Degli altri tre candidati,
l’attivista della campagna “Di’ la verità” Tatjana Korotkevič ha ottenuto il 4,42%, il presidente del partito liberaldemocratico Sergej Gajdukevič 3,32%; l’1,67% è andato al Supremo ataman dei Cosacchi bielorussi, Nikolaj Ulakhovič. Nel corso del referendum condotto nel 2004, durante il suo secondo mandato presidenziale, il 77,3% dei bielorussi si era pronunciato per abrogare le limitazioni al numero di mandati presidenziali.
Subito dopo aver inserito la propria scheda nell’urna, Lukašenko aveva accennato alle prime questioni che il nuovo presidente avrebbe dovuto affrontare: la prospettata base aerea russa, i rapporti di amicizia con Mosca e quelli di altro tipo con l’Ucraina. Come riferisce myinforms.com, a proposito della base, il “neo” presidente aveva ventilato o un no secco, oppure una specie di proposta di compromesso con Mosca, del tipo di 24 velivoli militari russi (in vendita o in affitto) in cambio dell’accordo sulla base. A proposito dei rapporti con Mosca, secondo Lukašenko la Russia rimane un paese vicino e fratello, a differenza dell’occidente, che invece “vorrebbe deteriorare i rapporti tra Minsk e Mosca: ma non ci sono riusciti e non ci riusciranno”. Purtuttavia, “se l’Occidente aspira a stabilire buoni rapporti, nessuno lo impedirà. Tutto quello che volevano, noi lo abbiamo fatto e oggi i rapporti dipendono solo da loro”.

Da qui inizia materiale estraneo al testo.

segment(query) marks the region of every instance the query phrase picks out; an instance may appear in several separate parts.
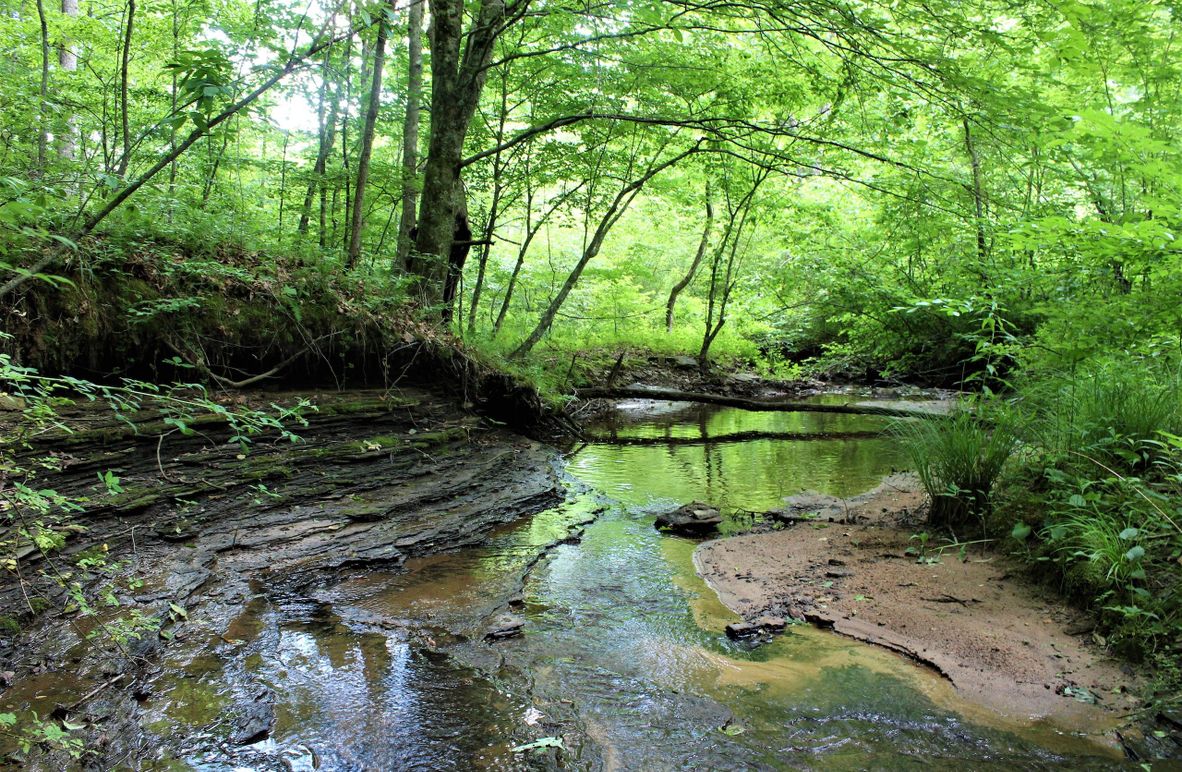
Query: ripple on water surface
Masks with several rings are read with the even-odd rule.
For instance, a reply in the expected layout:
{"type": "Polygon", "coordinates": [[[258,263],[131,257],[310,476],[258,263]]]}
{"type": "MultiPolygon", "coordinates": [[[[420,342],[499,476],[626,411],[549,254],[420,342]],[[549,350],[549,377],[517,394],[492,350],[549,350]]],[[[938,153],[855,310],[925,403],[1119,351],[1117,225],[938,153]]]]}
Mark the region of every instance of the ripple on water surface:
{"type": "MultiPolygon", "coordinates": [[[[689,441],[586,446],[569,471],[589,492],[483,546],[346,578],[323,602],[253,609],[246,663],[278,698],[274,732],[254,750],[297,768],[515,768],[556,757],[514,754],[513,744],[561,734],[576,768],[1111,763],[1087,738],[972,713],[936,675],[869,646],[811,628],[756,649],[729,641],[735,617],[697,576],[695,543],[652,528],[655,511],[691,499],[765,511],[803,489],[869,489],[904,466],[889,439],[868,437],[884,427],[693,406],[597,427],[689,441]],[[751,432],[825,439],[700,441],[751,432]],[[554,546],[602,495],[615,504],[580,540],[554,546]],[[518,591],[525,637],[480,643],[518,591]],[[525,721],[531,711],[540,724],[525,721]]],[[[220,753],[194,760],[223,768],[220,753]]]]}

Diverso il discorso con l’Ucraina, che Lukašenko per un verso mette in guardia sui rischi della svolta verso la UE e per un altro ammonisce: “Smettete di mandarci i vostri combattenti. Siamo stanchi di bloccarli al confine con granate, mazze, pistole e munizioni”. Per quanto riguarda la UE, rivolto a un giornalista ucraino, ha detto: “Voi avete scelto la vostra strada e noi la rispettiamo. Ci adatteremo al fatto di quale politica conducete e quale corso seguirete. Prego! Ma, assaggiando questo pane, dovete tenere a mente che dovrete anche rispondere per le conseguenze. La UE vi ha aperto la zona del libero scambio e voi cosa avete venduto alla UE?”. Lukašenko ha ricordato che Minsk ha provato a entrare sui mercati europei con la propria produzione agricola, ma senza molto successo: “Alcune nostre imprese ci sono riuscite, ma quanto ci è costato e quanto tempo e solo per alcuni prodotti. Il resto, la produzione che la Bielorussia ha in comune con l’Ucraina, in Europa c’è già e dunque non è facile penetrare nel mercato, non solo per la concorrenza, ma soprattutto per le misure tariffarie del mercato europeo”.

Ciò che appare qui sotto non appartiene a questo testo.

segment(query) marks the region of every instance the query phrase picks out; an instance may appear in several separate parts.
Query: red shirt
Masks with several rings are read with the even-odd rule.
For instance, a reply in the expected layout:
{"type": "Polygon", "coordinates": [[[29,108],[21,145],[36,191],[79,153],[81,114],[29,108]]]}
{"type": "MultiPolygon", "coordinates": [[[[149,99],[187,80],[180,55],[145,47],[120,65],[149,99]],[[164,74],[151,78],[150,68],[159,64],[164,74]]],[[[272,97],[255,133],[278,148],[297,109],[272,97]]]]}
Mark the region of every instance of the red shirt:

Kirill Kortyš, docente dell’Istituto moscovita di relazioni internazionali, ha dichiarato a Vzgljad che nessuno ha mai dubitato della vittoria di Lukašenko: “Innanzitutto, gli avvenimenti in Ucraina hanno reso del tutto impossibile per la Bielorussia uno scenario di tipo ucraino, perché la maggioranza dei bielorussi è convinta che quella variante sia inaccettabile. Inoltre, la posizione contraddittoria della UE nei confronti dell’Ucraina, quando i diritti umani vengono riconosciuti solo in una parte della nazione e non in un’altra, hanno molto svalutato i valori europei. In sostanza, non per colpa propria l’opposizione filo-europea è rimasta fuori dal gioco. E la questione non era tanto se Lukašenko avrebbe vinto, bensì se sopravviverà o no qualche forma l’opposizione”.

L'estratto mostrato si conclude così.